As crazy as it sounds, I feel good physically and even better emotionally. The forced "vacation" that is short-term disability is part of it, no doubt, but there's more. The psychology of borrowed time? I'm manic without depression, racing to tend to laundry and dishwasher chores, and often just deliriously happy for no good reason. My appetite is back with a vengeance, thanks in part to the steroids that come with the chemotherapy. Don't be surprised if the next entry here is a detailed analysis of Popeyes vs. KFC.
Now, my treatment is still in its first stage -- just chemo -- and it might be several weeks before the doctors stick me in the scan-o-tron to see whether the tennis-ball-size tumor in my liver has assumed more golf-ball-like proportions. But the anecdotal evidence sure doesn't suggest any move in the other direction. My blood tests aren't showing anything alarming under the circumstances. I'm still on an opioid (it's the American way!), but the pain is minor, and it's almost always "referred" pain that presents itself as a backache, not a flashing YOUR TUMOR HERE! neon sign on my abdomen.
About that chemotherapy:
A handful of things about my diagnosis have emerged as "lucky," and one of those is that it came just as Johns Hopkins was about to open a branch of its cancer center at Sibley Memorial Hospital, much closer to my home in Washington, D.C. The photos here are from my first visit to the new facility, with its private infusion rooms. This was the second and final infusion of Round 2 of chemotherapy -- a round is two visits in three weeks (infuse, infuse, rest).

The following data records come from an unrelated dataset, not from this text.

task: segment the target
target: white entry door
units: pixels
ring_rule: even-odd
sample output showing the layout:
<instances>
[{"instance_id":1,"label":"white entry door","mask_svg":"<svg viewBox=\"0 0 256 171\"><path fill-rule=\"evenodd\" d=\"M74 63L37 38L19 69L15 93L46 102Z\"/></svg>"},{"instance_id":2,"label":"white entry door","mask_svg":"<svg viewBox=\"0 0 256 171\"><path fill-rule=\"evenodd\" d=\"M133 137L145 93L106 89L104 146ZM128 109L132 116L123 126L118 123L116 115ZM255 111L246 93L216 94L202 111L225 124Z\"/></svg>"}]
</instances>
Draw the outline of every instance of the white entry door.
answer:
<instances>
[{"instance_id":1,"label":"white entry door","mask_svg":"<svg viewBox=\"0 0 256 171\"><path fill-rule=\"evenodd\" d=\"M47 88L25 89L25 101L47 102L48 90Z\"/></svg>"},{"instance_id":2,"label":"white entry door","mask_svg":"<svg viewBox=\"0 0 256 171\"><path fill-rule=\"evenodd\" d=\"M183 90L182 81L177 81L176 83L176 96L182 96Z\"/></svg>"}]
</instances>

Five or six hours in a chair sounds boring, but I could sit there twice as long. It is truly a highlight of my week. The nurses are smart and capable and funny. I have my books and my music and my Jacqueline. And aside from a little fatigue, I've escaped the side effects: I've had no nausea since starting chemotherapy, and I still have all my hair!
Soon we should be talking about the second stage of treatment, the tiny beads of radiation bombarding the big tumor directly. And in 40 years, give or take, they should be interviewing me for the documentary.